Speech Feature Compensation Based on Pseudo Stereo Codebooks for Robust Speech Recognition in Additive Noise Environments
Tsung-hsueh Hsieh, Dept. of Electrical Engineering, National Chi Nan University, Taiwan
Jeih-weih Hung, Dept. of Electrical Engineering, National Chi Nan University, Taiwan
In this paper, we propose several compensation approaches to alleviate the effect of additive noise on speech features for speech recognition. These approaches are simple yet efficient noise reduction techniques that use online constructed pseudo stereo codebooks to evaluate the statistics in both clean and noisy environments. The process yields transforms for noise-corrupted speech features to make them closer to their clean counterparts. We apply these compensation approaches on various well- known speech features, including MFCC, AMFCC and PLPCC. Experimental results conducted on the Aurora-2 database show that the proposed approaches provide all types of the features with a significant performance gain when compared to the baseline results and those obtained by using the conventional utterance-based CMVN.

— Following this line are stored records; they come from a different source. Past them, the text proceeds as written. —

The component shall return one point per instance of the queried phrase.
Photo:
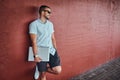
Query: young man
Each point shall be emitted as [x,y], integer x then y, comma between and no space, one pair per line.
[42,34]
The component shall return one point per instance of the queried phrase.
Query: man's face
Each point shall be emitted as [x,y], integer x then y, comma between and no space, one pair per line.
[47,13]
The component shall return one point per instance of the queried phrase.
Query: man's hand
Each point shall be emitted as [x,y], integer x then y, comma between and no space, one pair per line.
[37,59]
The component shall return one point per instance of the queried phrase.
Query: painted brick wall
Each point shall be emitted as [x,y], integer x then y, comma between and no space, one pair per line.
[87,33]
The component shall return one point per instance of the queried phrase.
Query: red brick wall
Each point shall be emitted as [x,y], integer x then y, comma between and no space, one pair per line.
[87,33]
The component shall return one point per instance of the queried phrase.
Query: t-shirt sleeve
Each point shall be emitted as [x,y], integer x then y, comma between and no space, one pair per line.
[52,28]
[32,28]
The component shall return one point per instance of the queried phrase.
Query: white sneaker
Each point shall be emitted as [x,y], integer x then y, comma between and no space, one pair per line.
[36,75]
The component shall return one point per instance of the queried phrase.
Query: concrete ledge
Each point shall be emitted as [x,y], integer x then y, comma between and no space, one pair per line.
[108,71]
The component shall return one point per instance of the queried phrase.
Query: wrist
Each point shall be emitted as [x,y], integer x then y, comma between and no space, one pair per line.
[36,55]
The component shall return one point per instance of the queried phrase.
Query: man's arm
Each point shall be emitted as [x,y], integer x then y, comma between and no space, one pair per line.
[34,47]
[54,40]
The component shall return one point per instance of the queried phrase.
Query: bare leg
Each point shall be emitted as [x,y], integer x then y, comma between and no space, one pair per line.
[43,76]
[55,70]
[36,74]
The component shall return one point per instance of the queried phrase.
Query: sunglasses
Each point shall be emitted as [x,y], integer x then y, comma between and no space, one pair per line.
[47,11]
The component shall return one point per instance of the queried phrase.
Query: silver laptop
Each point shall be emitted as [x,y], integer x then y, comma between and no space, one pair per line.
[43,53]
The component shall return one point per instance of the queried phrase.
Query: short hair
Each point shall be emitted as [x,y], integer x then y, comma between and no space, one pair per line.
[42,8]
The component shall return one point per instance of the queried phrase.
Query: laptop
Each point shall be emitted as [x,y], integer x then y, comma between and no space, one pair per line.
[43,53]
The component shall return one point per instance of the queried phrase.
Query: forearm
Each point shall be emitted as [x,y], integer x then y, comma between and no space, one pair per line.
[54,43]
[34,47]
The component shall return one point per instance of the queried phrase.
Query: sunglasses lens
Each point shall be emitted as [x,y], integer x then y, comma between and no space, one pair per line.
[47,11]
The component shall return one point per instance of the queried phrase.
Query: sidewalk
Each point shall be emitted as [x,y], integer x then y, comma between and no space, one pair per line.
[108,71]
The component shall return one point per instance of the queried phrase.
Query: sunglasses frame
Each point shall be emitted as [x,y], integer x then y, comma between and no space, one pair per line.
[47,11]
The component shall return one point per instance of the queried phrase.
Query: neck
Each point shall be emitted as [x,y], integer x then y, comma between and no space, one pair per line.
[43,19]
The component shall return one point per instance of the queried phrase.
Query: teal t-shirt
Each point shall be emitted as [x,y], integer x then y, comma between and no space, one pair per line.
[44,33]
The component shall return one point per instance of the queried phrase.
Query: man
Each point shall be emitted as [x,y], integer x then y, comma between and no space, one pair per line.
[42,34]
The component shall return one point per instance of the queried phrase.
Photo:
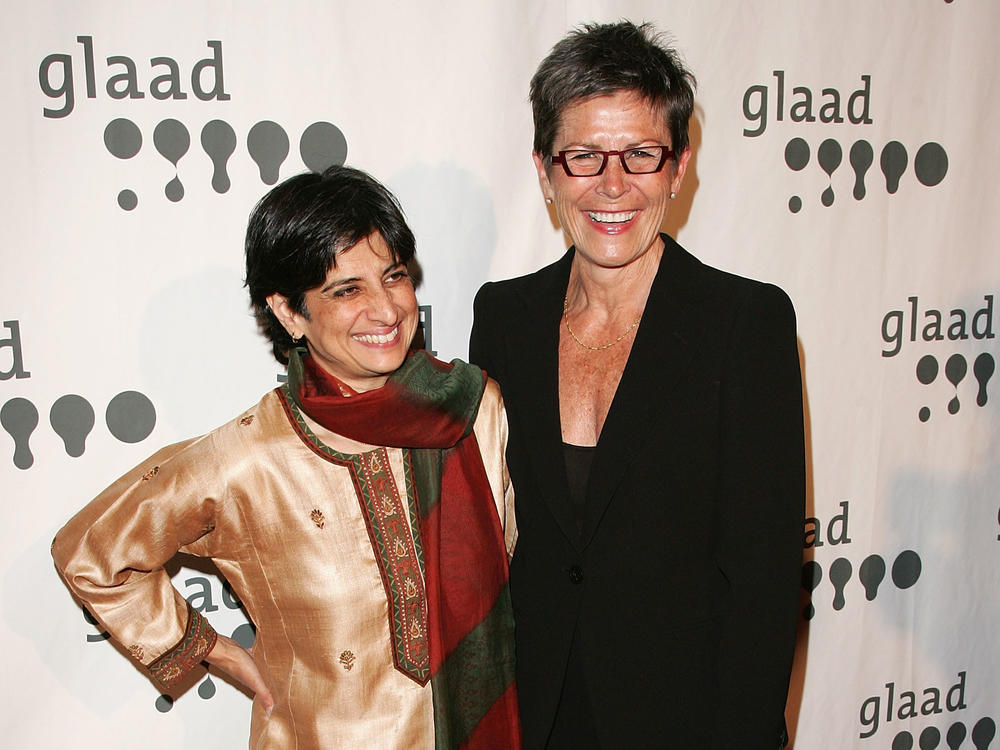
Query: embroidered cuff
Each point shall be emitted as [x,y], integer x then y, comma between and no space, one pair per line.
[199,638]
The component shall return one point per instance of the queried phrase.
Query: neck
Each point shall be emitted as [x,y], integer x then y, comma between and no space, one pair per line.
[609,292]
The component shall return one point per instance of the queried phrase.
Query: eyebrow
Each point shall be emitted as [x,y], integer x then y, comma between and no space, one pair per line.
[594,147]
[355,279]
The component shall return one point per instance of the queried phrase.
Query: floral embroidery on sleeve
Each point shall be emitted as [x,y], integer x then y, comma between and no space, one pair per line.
[199,638]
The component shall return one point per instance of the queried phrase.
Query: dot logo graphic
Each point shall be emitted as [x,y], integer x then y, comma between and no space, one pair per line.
[955,369]
[130,417]
[905,573]
[930,165]
[321,145]
[981,736]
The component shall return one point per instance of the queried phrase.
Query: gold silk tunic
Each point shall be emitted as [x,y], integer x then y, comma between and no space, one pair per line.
[319,546]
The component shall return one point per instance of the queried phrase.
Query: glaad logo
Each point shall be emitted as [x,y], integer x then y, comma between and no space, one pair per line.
[201,598]
[907,705]
[130,416]
[930,163]
[871,573]
[962,325]
[321,144]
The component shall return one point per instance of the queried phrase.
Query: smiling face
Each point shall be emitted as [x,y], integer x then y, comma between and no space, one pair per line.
[360,321]
[613,218]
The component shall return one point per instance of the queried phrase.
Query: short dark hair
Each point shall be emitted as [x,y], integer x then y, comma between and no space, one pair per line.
[296,231]
[604,59]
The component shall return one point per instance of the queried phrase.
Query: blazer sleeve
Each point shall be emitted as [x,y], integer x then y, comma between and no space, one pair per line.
[484,341]
[762,491]
[111,555]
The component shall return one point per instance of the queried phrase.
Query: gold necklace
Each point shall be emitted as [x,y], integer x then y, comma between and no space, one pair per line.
[588,346]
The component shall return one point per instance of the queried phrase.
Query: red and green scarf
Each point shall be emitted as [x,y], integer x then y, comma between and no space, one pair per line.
[428,408]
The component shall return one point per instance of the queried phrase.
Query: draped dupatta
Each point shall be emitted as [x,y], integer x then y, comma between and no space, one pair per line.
[428,409]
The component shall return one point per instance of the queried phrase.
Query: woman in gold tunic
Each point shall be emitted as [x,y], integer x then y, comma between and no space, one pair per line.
[362,512]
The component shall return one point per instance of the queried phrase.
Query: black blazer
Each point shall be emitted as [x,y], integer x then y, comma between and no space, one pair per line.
[682,585]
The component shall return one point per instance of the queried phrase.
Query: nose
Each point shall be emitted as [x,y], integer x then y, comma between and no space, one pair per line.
[613,181]
[382,309]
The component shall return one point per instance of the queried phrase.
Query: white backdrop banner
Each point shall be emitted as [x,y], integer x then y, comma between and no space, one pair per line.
[845,151]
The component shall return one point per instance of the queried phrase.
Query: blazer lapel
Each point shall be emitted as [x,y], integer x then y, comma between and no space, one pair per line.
[537,332]
[660,357]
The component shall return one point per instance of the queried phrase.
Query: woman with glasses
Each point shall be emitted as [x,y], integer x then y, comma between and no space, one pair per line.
[361,512]
[656,434]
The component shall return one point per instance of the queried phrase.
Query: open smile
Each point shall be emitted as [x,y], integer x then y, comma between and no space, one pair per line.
[376,338]
[612,217]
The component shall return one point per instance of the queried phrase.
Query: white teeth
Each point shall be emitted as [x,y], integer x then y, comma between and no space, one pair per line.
[606,217]
[385,338]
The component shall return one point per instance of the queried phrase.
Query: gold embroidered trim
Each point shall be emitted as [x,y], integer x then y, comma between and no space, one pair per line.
[399,562]
[199,638]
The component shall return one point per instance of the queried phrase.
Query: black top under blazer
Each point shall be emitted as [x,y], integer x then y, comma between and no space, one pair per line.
[683,585]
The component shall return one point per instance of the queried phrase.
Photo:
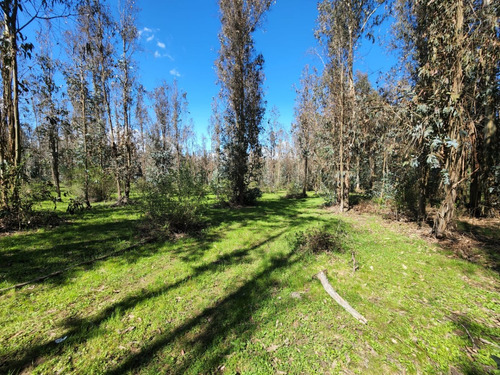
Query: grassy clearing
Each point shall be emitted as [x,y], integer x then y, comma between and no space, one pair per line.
[223,302]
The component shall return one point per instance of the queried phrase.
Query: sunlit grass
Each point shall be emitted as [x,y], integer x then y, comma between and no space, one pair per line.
[223,301]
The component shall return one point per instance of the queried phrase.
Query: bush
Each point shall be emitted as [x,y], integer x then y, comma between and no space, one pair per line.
[101,185]
[23,216]
[406,194]
[294,191]
[174,201]
[319,239]
[251,196]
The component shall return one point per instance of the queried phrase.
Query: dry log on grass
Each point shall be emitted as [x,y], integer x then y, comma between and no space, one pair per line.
[321,276]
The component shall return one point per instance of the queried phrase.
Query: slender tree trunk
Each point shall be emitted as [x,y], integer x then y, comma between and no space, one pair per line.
[453,163]
[54,150]
[304,189]
[85,141]
[358,165]
[341,143]
[384,175]
[12,91]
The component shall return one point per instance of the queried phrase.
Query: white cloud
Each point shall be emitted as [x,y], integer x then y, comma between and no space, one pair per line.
[175,73]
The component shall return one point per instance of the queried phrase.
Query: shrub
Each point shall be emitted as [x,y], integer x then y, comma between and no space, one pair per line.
[251,196]
[23,216]
[294,191]
[319,239]
[174,201]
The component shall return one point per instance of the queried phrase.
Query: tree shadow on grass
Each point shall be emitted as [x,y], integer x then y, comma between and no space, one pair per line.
[31,255]
[233,310]
[229,317]
[479,243]
[482,343]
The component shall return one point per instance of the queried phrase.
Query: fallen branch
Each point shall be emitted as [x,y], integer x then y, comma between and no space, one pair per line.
[354,264]
[56,273]
[342,302]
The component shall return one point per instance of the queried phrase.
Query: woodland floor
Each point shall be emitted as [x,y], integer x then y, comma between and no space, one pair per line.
[237,299]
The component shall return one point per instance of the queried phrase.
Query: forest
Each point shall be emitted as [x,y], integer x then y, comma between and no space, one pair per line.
[364,237]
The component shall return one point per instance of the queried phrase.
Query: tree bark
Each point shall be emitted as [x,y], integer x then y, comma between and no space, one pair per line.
[321,276]
[454,157]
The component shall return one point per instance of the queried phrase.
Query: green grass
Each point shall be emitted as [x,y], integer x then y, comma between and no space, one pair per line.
[222,302]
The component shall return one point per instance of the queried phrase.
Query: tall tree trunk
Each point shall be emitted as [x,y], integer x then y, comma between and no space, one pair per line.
[304,189]
[358,180]
[454,155]
[85,140]
[54,150]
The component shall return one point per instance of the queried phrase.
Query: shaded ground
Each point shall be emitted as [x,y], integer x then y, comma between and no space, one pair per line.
[236,299]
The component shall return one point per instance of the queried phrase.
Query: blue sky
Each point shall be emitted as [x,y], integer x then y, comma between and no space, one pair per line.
[179,40]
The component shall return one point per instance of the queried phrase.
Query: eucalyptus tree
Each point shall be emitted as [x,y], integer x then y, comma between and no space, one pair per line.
[128,36]
[306,124]
[16,16]
[240,74]
[77,78]
[454,52]
[341,25]
[48,108]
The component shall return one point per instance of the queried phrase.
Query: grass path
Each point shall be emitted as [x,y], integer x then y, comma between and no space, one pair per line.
[223,302]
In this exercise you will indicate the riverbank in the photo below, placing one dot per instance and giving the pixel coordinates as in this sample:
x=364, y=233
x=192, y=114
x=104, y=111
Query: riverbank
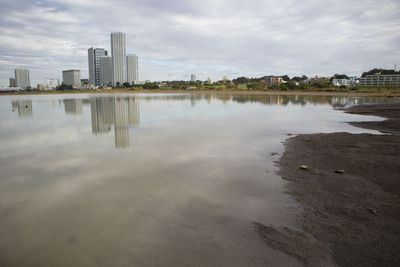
x=383, y=93
x=348, y=194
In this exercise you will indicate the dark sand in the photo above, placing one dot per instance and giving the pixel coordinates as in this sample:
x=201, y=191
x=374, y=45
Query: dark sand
x=350, y=218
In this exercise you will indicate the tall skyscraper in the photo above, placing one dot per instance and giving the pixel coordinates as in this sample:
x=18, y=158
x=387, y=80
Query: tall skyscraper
x=94, y=56
x=12, y=82
x=72, y=77
x=22, y=78
x=132, y=72
x=118, y=55
x=51, y=82
x=106, y=70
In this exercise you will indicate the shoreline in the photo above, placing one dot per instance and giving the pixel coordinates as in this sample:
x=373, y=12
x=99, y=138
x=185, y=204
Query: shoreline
x=350, y=218
x=234, y=92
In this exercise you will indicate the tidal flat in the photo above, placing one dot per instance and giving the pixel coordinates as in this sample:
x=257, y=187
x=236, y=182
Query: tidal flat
x=159, y=179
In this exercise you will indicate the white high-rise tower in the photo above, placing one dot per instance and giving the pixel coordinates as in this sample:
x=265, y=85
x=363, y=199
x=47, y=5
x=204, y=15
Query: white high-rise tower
x=118, y=55
x=22, y=78
x=132, y=68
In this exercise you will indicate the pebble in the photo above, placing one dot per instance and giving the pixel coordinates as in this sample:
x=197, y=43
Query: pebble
x=339, y=171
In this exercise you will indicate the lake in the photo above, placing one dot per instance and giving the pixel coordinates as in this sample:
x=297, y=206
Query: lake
x=152, y=179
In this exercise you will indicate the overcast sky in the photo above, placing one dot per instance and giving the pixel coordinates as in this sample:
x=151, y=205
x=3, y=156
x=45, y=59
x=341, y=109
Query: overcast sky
x=210, y=38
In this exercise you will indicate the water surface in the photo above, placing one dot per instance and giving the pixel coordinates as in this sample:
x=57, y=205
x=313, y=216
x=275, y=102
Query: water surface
x=151, y=180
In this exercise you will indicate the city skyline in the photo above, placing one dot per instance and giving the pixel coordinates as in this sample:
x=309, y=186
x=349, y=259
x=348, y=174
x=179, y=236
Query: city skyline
x=225, y=38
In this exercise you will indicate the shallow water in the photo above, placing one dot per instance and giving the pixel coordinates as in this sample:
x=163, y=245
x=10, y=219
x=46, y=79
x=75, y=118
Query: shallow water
x=151, y=180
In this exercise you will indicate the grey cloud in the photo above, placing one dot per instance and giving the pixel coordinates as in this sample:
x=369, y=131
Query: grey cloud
x=209, y=38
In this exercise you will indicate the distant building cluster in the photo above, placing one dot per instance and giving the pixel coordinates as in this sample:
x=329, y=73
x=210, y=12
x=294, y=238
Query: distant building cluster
x=113, y=70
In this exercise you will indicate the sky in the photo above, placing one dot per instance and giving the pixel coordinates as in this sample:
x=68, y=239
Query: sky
x=209, y=38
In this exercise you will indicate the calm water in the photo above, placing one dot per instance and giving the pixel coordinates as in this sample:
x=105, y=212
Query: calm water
x=150, y=180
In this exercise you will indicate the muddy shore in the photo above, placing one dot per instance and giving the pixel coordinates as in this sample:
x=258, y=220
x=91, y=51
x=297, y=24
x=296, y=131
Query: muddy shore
x=350, y=217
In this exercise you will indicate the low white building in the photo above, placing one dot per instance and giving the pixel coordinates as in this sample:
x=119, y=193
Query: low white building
x=51, y=83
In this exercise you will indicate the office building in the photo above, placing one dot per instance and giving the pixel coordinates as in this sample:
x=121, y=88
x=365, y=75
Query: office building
x=51, y=82
x=73, y=106
x=132, y=73
x=380, y=80
x=24, y=108
x=12, y=82
x=118, y=56
x=22, y=78
x=94, y=57
x=340, y=82
x=72, y=77
x=106, y=71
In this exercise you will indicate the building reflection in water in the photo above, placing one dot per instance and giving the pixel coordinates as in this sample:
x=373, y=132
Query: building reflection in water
x=120, y=112
x=73, y=106
x=24, y=108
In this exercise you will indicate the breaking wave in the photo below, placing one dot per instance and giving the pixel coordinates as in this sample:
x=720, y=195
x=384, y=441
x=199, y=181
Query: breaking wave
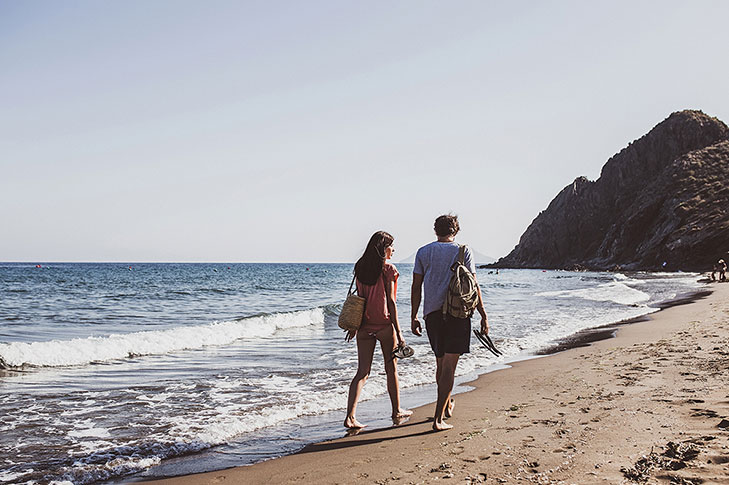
x=82, y=351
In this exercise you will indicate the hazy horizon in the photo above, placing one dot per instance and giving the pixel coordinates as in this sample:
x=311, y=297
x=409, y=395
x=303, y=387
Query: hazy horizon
x=249, y=132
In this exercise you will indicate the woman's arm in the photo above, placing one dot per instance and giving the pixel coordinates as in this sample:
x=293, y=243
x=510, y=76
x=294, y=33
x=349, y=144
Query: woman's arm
x=392, y=309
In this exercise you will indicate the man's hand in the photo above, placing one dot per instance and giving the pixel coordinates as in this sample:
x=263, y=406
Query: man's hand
x=416, y=327
x=484, y=325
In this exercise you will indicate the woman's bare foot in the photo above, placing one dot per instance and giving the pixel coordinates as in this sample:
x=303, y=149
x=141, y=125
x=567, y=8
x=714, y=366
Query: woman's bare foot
x=402, y=413
x=352, y=423
x=441, y=426
x=448, y=412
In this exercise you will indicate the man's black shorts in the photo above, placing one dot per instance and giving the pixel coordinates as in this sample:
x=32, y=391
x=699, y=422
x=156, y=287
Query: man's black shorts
x=448, y=335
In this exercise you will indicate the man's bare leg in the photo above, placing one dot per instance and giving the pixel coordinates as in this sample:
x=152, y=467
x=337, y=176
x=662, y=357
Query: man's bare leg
x=448, y=411
x=446, y=375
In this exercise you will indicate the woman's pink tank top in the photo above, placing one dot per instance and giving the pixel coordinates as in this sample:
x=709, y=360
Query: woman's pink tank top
x=376, y=315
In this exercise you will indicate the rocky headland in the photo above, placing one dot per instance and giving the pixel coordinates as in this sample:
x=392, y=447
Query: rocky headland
x=660, y=203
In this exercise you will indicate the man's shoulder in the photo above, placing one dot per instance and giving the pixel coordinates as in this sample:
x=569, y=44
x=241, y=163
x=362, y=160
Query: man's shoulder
x=427, y=247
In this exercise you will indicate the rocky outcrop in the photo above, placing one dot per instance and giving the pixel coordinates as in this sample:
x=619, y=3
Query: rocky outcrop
x=663, y=199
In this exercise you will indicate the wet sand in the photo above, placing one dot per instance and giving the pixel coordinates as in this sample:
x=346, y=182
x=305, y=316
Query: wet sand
x=651, y=404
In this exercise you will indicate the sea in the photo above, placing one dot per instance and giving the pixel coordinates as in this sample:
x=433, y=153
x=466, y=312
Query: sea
x=111, y=372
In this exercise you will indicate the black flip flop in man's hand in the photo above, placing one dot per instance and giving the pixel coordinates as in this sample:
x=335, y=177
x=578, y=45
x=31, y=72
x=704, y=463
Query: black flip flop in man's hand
x=486, y=341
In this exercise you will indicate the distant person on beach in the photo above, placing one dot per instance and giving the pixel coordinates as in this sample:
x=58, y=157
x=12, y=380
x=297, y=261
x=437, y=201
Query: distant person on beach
x=377, y=283
x=449, y=337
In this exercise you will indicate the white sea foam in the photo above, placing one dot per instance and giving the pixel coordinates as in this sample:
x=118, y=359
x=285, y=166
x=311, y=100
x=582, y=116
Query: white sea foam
x=616, y=291
x=82, y=351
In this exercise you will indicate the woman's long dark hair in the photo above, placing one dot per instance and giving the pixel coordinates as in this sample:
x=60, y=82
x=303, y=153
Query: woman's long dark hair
x=369, y=267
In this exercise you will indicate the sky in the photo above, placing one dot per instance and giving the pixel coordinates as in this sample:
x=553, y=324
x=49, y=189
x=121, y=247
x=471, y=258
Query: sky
x=291, y=131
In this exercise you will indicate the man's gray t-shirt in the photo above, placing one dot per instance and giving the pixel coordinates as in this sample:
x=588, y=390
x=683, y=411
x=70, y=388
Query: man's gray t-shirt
x=434, y=262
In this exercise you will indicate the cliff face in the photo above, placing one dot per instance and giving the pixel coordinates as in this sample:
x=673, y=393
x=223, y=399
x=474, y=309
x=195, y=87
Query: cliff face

Multiband, Multisensor Robust Features for Noisy Speech Recognition
Dimitrios Dimitriadis, National Technical University of Athens, School of ECE
Petros Maragos, National Technical University of Athens, School of ECE
Stamatios Lefkimmiatis, National Technical University of Athens, School of ECE
This paper presents a novel feature extraction scheme taking advantage of both the nonlinear modulation speech model and the spatial diversity of speech and noise signals in a multisensor environment. Herein, we propose applying robust features to speech signals captured by a multisensor array minimizing a noise energy criterion over multiple frequency bands. We show that we can achieve improved recognition performance by minimizing the Teager-Kaiser energy of the noise-corrupted signals in different frequency bands. These Multiband, Multisensor Cepstral (MBSC) features are inspired by similar ones already been applied to single-microphone noisy Speech Recognition tasks with significantly improved results. The recognition results show that the proposed features can perform better than the widely-used MFCC features.
Noise robust speech recognition for voice driven wheelchair
Akira Sasou, National Institute of Advanced Industrial Science and Technology (AIST)
Hiroaki Kojima, National Institute of Advanced Industrial Science and Technology (AIST)
In this paper, we introduce a noise robust speech recognition system for a voice-driven wheelchair. Our system has adopted a microphone array system in order for the user not to need to wear a microphone. By mounting the microphone array system on the wheelchair, our system can easily distinguish the user’s utterances from other voices without using a speaker identification technique. We have also adopted a feature compensation technique. By combining the microphone array system and the feature compensation technique, our system can be applied to various noise environments. This is because the microphone array system can provide reliable information about voice activity detection to the feature compensation method, and the feature compensation method can compensate for the weak point of the microphone array system, which is that the microphone array system tends to be less effective for omni-directional noises.